CDB recognises the value of this Forum in obtaining strengthened high-level commitment by governments of CARICOM to national and regional statistical capacity-building as a central element of the Region’s Post-2015 sustainable development framework. Along with other development partners viz. CIDA, DFID and UNDP, the Bank has contributed over USD6.0 mn since 1995 to assist countries with the conduct of Country Poverty Assessments, which in addition to providing statistics on the nature and characteristics of poverty in the countries, have also resulted in the production of rich national data sets on human and social development for the first time, central statistics offices better equipped and a cadre of persons with skills at various levels in conducting household research. Similar investments have been made over the years in enhancing national trade, economic and environmental data, but there is still some ways to go….

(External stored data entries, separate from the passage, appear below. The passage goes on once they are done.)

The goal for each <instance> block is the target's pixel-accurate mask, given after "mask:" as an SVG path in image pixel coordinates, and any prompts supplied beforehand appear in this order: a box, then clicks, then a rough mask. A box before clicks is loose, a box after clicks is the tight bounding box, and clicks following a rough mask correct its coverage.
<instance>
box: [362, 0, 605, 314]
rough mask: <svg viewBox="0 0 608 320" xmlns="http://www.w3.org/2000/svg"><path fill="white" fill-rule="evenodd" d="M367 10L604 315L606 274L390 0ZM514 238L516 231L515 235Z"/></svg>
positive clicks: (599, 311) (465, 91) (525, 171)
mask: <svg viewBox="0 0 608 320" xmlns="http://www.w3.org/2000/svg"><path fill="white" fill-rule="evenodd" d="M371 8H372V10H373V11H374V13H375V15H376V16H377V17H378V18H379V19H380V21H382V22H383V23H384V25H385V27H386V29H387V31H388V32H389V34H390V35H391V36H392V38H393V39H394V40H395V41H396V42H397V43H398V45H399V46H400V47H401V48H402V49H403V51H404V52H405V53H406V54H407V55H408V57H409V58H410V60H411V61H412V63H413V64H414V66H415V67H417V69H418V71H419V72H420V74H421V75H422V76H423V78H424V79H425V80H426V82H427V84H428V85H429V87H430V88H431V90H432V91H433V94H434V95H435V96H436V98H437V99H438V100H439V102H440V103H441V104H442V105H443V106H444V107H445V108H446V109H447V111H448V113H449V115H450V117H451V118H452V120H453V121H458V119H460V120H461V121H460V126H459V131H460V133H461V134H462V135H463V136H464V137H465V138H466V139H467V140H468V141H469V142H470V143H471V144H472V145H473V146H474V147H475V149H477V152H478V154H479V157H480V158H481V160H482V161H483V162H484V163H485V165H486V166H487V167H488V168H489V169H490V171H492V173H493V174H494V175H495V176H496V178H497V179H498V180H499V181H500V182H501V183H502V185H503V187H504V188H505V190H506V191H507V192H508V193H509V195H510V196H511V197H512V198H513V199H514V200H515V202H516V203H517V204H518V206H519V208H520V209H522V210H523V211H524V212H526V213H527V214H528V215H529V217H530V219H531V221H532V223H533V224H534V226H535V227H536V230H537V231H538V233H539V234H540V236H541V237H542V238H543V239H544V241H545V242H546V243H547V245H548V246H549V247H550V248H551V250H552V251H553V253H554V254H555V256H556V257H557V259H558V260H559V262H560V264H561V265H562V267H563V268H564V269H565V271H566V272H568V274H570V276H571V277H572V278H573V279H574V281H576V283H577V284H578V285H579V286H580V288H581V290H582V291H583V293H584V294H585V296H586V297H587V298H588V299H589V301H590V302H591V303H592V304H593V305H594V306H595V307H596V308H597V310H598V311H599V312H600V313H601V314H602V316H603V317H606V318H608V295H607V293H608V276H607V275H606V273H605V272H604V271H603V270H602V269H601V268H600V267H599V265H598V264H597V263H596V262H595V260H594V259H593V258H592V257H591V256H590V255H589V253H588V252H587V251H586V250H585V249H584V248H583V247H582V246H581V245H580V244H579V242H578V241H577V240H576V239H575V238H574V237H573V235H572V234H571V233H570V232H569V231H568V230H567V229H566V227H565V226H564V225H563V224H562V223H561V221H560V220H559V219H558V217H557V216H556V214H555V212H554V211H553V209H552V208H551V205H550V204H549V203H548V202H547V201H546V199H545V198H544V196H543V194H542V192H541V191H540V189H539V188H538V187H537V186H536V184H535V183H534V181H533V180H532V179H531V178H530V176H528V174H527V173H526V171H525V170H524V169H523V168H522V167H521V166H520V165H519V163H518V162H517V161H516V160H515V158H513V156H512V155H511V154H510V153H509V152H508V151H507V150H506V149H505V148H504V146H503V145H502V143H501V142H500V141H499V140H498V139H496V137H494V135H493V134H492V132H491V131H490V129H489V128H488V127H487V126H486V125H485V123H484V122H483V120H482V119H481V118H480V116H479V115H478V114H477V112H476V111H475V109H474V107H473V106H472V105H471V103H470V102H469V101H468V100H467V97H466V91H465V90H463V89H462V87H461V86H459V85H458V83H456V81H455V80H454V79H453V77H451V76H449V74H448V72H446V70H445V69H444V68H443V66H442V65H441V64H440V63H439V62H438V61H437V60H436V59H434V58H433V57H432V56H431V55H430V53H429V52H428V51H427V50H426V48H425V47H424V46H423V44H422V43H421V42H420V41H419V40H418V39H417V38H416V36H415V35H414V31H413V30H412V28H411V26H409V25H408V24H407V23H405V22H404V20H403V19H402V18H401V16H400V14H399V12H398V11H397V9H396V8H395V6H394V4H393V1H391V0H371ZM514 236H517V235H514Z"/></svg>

Therefore the Bank is committed to continue supporting its BMCs in those areas and in addressing the specific human development measurement issues to be discussed at these meeting i.e. the availability of reliable employment data and labour market information; multi-dimensional poverty measurement; and Census data analysis. It hopes that the deliberations over the next three days will advance beyond discussions and result in firm commitments and the requisite actions subsequently – by the National Governments, ourselves and the other participating development partners – to bring about some real improvements in statistical capacity in the Region; improvements that will enhance NSSs’ capabilities to respond to the data demands presented by the Region’s current development imperatives and the anticipated challenges in the Post-2015 era.